A Cândido de Oliveira juntou-se, no projeto enfim concretizado, o capitão Ribeiro dos Reis, mais tarde elevado ao posto de tenente coronel, e que chegou a ser mundialmente considerado como o homem forte da arbitragem europeia, amigo íntimo de Stanley Rous, que viria a ser presidente da FIFA, no início dos anos sessenta, e ainda o dr. Vicente de Melo, financeiro e, o mais importante, financiador, o que o tornou decisivo para que o projeto fosse viável.

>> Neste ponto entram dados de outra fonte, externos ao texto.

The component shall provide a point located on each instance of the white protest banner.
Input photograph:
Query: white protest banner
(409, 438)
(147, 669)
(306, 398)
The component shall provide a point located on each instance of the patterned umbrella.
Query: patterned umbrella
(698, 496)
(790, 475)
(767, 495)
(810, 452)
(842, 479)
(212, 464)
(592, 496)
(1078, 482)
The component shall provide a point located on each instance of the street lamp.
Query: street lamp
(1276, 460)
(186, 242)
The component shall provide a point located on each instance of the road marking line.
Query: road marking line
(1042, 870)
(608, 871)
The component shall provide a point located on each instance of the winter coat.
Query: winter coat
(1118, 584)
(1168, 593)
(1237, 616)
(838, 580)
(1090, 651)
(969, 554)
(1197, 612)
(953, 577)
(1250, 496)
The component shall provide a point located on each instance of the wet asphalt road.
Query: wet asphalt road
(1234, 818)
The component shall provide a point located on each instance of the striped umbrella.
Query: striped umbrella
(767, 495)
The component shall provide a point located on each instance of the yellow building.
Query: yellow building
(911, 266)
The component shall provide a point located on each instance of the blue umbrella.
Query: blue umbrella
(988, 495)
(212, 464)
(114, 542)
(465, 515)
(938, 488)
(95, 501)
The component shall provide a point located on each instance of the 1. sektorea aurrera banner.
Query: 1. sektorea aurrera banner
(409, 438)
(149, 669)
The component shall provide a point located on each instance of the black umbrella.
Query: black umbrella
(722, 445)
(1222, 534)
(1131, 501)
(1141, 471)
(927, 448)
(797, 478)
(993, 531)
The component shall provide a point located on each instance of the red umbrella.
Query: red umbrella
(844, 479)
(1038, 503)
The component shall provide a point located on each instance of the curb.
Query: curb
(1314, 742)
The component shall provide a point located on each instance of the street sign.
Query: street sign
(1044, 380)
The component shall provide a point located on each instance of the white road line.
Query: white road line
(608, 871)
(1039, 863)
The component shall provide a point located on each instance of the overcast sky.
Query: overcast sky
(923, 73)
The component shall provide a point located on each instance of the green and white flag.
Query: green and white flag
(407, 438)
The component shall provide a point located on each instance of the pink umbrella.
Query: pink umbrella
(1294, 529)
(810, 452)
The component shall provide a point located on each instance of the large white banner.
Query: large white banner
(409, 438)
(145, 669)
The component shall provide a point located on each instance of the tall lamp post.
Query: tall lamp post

A BOLA ultrapassou, rapidamente, todas as expectativas e tornou-se um fenómeno popular. O seu nome e prestígio ultrapassou fronteiras, a sua respeitabilidade foi reconhecida por entidades públicas e privadas, por instituições nacionais e internacionais e, o mais importante, por um público vasto, transversal, amigo e fiel.
Compreende-se, assim, que ser de A BOLA sempre tenha sido um orgulho e um sonho cumprido por quem entra na equipa da Travessa da Queimada. Ao mesmo tempo, essa consciência de que A BOLA, tem, de facto, uma dimensão única e incomparável, obriga a uma enorme responsabilidade, sobretudo nos momentos mais sensíveis em que a lei do tempo e da finitude dos homens determina uma inevitável transição geracional.
Pensar A BOLA do futuro, no enquadramento atual da sociedade portuguesa e da global crise da imprensa é um desafio tremendo. Não me cabe, a mim, mero transmissor de um legado essencial da História da imprensa portuguesa e de Portugal indicar caminhos. Talvez possa considerar algum valor na experiência de todos estes anos de caminheiro pelo mundo e deixar vivo o testemunho de que o futuro dos jornais, seja esse futuro o que for, nunca poderá prescindir do jornalismo e de jornalistas. Importa, pois, que não se perca o foco principal de se saber que tipo de jornais e de jornalistas precisamos para não trairmos a História.
UM DÉRBI MAIS SUAVE
A quase monopolização do interesse popular pelas eleições legislativas de amanhã, a que se juntou o espetáculo do grande circo das diferentes candidaturas, roubou espaço - não é uma crítica, mas uma constatação - à discussão pública do jogo e, assim, fez diminuir a intensidade normal de um dérbi, que se jogará, esta noite, em Leiria, num ambiente de uma estranha suavidade. Nem por isso deixará de ter consequências para quem ganhar e, sobretudo, para quem perder. Um dérbi é sempre um dérbi e, para mais, quando vale um título.
UMA GUERRA À NOSSA PORTA
Portugal e os portugueses andam distraídos do mundo. Não há vida além das eleições e da pandemia. De repente, o mundo deixou de existir e o facto de corrermos o mais sério risco de virmos a ter uma guerra à nossa porta, na crise russa-ucraniana, não nos merece nem atenção, nem preocupação. O que se vê, nas nossas televisões, são umas imagens repetitivas e dispersas compradas de forma avulsa a agências de informação e o que se lê, nos jornais generalistas, é a simples banalidade de comentadores indocumentados sobre o caso.